An obscure gospel

May.27. 2017

I’ve referred to a rather obscure gospel a few times.

Why my preference for this particular gospel? Instead of the other four (the synoptic gospels as they are known)?

It goes back to my research scholar days.

Whenever a work exists in different versions and had undergone editions and revisions, it is always preferable go to the earliest version.

But how do we determine chronology when it is not clearly established as is the case with these gospels?

We look for other clues to help us find it.

The first is the leaner is better theory.

Editors and revisers tend to add rather than subtract. So a leaner version is usually an indication that it is an earlier one and truer to the original source.

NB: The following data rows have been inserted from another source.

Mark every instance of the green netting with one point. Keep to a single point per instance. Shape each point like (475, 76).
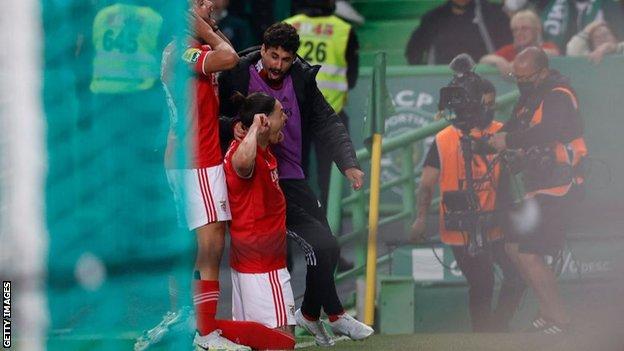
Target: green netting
(116, 251)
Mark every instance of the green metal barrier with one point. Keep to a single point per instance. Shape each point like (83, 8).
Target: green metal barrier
(356, 201)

The second is consistency of content.

Let’s say there are two versions of one work and both have content that are the same and content that are different.

First, we conclude that the content that is present in both works is probably reliable and authentic since it appears in both versions.

And that the content that is present only in one version is added material.

Then we examine the added content for consistency.

We determine if the added material in each version is consistent with the content that is present in both versions and which we have established to be reliable.

If it is consistent, the version with the consistent content is probably more reliable and vice versa.

The Gospel of Thomas is written in sutra form, basically a list of about 110 wisdom sayings. There are almost no narratives of any kind.

About 60% of the wisdom sayings in the Thomas gospel are also found in the four synoptic gospels.

The rest are mostly narratives and attempts to legitimize the great teacher as a divine being.

Using the lean theory, we can establish that the Thomas gospel is earlier, which means it is probably more reliable.

This is supported by the consistency clue.

One can surmise that the following happened.

After the great teacher had died, his followers began to collect his teachings and assemble them into compilations.

In time, probably a few compilations emerged and circulated, among them, the Gospel of Thomas.

As his followers expanded, an organization grew around his legend and persona and as is common with many great people after they died, a process began to deify him.

Within the organization, efforts were made to standardize his teachings as well as to solidify his new status as a divine being.

And so the four gospels were born, each with their own attempts to establish his divinity with many reverse prophecies and supernatural accounts.

It is possible that as his deification process began, accounts of his “supernatural” exploits began to be circulated and the four scribes were just adding these accounts to the text. Or they might have simply made them up.

Whatever the case might be, we’ll never know.

The true history of what really happened is forever lost to us (unless we happen to build a time machine one day).

But using the plausibility test and considering all the factors, and looking in from the outside, this is really the only plausible explanation for the two differing types of gospels.

And if it were not for some brave monks in the desert of Egypt, the true original gospel might have been lost to us forever, so effective was the establishment machinery in quashing all dissenting literature.